Trying to edit character items into a single sentence

Question

I'm trying to turn a sentence that my participants entered into something that looks like an actual sentence. Unfortunately, the software I am using records their exact response, key by key. This means that when they press "delete" it shows up as "backspace" instead of actually deleting the last item. Additionally, space shows up as "space". *

Here's an example of one of the responses:

sentence<-c("[g", "r", "a", "d", "u", "a", "t", "i", "o", "n", "space", 
"f", "r", "o", "m", "space", "g", "o", "backspace", "backspace", 
"c", "o", "l", "l", "e", "g", "e", "space]")

I need to create code that, when it sees a "backspace" deletes both the backspace command and the item before it.

Here is what I've tried:

letters <- NULL
    for (j in 1:length(sentence)){
        if (sentence[j] != "backspace"){
          letters[j] = sentence[j]
        }
        if (sentence[j] == "backspace"){ 
          letters[j] = letters[-j]
          letters[j-1] = NA}``

This does not work, as it is only providing one output at a time, instead of recursively editing the entire vector. Any insight would be appreciated!

EDIT: The tricky part here is the case of double backspaces. How can I tell it to function essentially like a keyboard, and delete both the "g" and the "o" in the example? But have it be flexible enough to know that when it sees a single backspace, it should only delete the item before it (not two)?

In your sample example instead of letter `o` why `g` has to be removed also? I'm trying to get a clear view of what I'm supposed to achieve. — Anoushiravan R, May 18 '21 at 19:09
@AnoushiravanR The OP is trying to recreate what the actual result of pressing the given keystrokes would be.
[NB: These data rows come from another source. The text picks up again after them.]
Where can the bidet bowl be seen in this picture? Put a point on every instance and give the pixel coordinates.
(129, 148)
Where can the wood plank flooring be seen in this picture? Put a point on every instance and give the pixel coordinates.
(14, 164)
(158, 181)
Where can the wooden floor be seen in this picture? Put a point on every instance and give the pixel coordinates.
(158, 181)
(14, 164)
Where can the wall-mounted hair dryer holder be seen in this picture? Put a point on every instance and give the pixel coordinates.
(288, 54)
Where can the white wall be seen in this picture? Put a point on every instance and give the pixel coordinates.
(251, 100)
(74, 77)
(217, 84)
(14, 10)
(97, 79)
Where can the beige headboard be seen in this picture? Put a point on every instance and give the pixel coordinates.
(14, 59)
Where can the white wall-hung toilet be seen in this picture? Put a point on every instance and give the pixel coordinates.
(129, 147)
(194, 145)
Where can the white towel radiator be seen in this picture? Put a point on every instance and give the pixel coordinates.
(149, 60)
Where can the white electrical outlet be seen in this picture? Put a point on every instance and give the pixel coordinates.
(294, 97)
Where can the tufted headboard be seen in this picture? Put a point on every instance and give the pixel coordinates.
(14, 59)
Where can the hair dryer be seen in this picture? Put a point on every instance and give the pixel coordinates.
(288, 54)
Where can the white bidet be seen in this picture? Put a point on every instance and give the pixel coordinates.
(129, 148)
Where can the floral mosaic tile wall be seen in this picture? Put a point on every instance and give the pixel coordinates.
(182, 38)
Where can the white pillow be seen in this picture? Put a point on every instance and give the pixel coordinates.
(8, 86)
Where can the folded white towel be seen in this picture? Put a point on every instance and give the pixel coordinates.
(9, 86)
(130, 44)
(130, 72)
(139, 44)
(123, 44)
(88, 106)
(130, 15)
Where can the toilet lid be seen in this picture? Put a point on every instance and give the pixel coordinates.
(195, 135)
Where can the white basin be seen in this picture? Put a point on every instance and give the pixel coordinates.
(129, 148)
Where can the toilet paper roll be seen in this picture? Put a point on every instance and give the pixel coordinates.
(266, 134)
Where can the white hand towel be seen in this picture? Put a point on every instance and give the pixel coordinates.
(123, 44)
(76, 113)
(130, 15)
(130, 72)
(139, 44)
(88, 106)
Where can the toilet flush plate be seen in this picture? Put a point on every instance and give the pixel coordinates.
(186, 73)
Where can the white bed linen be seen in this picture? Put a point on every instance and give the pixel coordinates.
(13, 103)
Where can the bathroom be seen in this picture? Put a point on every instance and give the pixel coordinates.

In this case, two backspaces would undo the previous two character strokes (o and g). — Aaron Montgomery, May 18 '21 at 19:10

Chris Ruehlemann · Answer 1 · 2021-05-19T07:17:25.207

Here's a one-liner based on regex:

gsub("(\\b\\w\\b\\s){1,}(backspace\\s){1,}", "", paste0(sentence, collapse = ' '))
[1] "[g r a d u a t i o n space f r o m space c o l l e g e space]"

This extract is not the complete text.